As the world commemorates World Tuberculosis Day2022 to raise public awareness about the devastating health, social and economic consequences of tuberculosis, Nigeria’s National Tuberculosis and Leprosy Control Programme (NTBLCP) has raised alarm over the rising cases of tuberculosis in the country.
He said not less than 440, 000 new infections are recorded yearly. National Coordinator of NTBLCP, Dr. Chukwuma Anyaike, expressed concern over this, stating that it was quite worrisome that Nigeria has stayed on top in cases of tuberculosis in Africa, and sixth in the world.
Sadly, Nigeria is also one of the 10 countries that account for about 70 per cent of the global gap between the estimated global incidence of multidrug-resistant or rifampicin-resistant tuberculosis (MDR/RR-TB) each year and the number of people enrolled in treatment in 2020. The incidence rate is 219/100,00 giving an estimated 452,000 TB cases in 2020.

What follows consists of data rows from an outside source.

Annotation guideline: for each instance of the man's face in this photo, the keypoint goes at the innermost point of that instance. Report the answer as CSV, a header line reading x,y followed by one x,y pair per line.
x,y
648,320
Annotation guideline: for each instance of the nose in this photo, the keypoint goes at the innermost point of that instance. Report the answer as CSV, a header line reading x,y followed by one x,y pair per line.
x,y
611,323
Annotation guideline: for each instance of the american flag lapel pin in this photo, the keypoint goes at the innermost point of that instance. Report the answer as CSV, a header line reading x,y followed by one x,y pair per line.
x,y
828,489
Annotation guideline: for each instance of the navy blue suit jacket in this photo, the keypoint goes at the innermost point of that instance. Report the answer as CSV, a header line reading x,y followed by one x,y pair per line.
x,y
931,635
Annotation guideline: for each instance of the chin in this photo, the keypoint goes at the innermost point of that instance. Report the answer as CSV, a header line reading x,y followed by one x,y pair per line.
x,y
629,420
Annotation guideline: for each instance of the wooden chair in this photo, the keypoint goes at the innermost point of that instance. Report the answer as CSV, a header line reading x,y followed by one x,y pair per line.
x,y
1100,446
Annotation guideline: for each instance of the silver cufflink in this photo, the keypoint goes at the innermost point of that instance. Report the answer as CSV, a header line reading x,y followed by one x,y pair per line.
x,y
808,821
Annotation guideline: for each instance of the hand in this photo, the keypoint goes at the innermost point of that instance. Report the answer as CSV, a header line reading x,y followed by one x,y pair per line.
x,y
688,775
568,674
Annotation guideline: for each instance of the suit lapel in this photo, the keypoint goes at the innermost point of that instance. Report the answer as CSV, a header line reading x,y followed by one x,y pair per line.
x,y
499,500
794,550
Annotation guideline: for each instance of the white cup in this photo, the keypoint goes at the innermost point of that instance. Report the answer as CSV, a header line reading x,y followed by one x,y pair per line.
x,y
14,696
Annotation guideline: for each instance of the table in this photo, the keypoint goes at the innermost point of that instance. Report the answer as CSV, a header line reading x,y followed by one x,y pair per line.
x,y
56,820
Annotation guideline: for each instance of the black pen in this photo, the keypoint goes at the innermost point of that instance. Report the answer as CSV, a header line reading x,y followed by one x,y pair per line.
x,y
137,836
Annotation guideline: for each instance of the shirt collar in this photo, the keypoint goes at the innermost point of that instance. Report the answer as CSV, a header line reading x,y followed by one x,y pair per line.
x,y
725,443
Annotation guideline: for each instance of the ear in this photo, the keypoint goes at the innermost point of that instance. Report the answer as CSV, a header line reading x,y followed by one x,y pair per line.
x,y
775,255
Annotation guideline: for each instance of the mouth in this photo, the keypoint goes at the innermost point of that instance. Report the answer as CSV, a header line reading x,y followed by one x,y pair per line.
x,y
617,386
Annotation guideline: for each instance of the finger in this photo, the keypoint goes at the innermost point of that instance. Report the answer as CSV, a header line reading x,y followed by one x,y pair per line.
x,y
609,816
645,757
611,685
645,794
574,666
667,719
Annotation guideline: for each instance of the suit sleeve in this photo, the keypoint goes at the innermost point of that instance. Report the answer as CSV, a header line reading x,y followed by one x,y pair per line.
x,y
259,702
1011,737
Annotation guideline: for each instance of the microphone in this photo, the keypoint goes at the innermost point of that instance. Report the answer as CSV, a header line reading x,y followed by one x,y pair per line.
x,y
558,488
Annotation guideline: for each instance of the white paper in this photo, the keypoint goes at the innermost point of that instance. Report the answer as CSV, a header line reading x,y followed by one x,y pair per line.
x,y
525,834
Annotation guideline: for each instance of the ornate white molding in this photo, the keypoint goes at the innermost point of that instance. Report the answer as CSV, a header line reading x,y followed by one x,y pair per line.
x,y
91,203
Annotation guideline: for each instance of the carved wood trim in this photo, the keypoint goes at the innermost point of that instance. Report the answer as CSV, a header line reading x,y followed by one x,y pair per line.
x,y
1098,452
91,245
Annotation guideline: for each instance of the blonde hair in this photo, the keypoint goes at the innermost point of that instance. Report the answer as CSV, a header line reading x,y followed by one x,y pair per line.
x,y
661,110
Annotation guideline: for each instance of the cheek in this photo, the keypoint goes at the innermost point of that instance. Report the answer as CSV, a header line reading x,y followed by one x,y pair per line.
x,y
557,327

“Nigeria is sitting on a keg of gun powder when it comes to Tuberculosis. So we are working on three-prong strategies, one is prevention and that is why we gathered all of you here to, let people know that TB is preventable and what to prevent themselves, the second one is effective and efficient diagnosis, we are scaling up diagnostic platforms to enable us detect more cases and place them on treatment because TB is curable and treatment is free. We need to break the chain of transmission and end TB.” The National Coordinator, NTBLCP said.
Deputy Director, Malaria and Tuberculosis, Breakthrough ACTION, Nigeria, Dr. Bolatito Aiyenigba, stressed the need to find the missing TB cases as the current case finding is only around 26 percent.
Dr. Aiyenigba further revealed that about 74 percent of TB cases in the country are not detected or reported, adding that these people may be transmitting TB to others in their various communities.
“There is need to close the gap for Nigeria to end TB transmission”, she said, adding that the organisation would continue to partner with the Nigerian government to accomplish the goal of the NTBLCP.
March 24 is set aside to raise public awareness and drive efforts to end the global tuberculosis epidemic.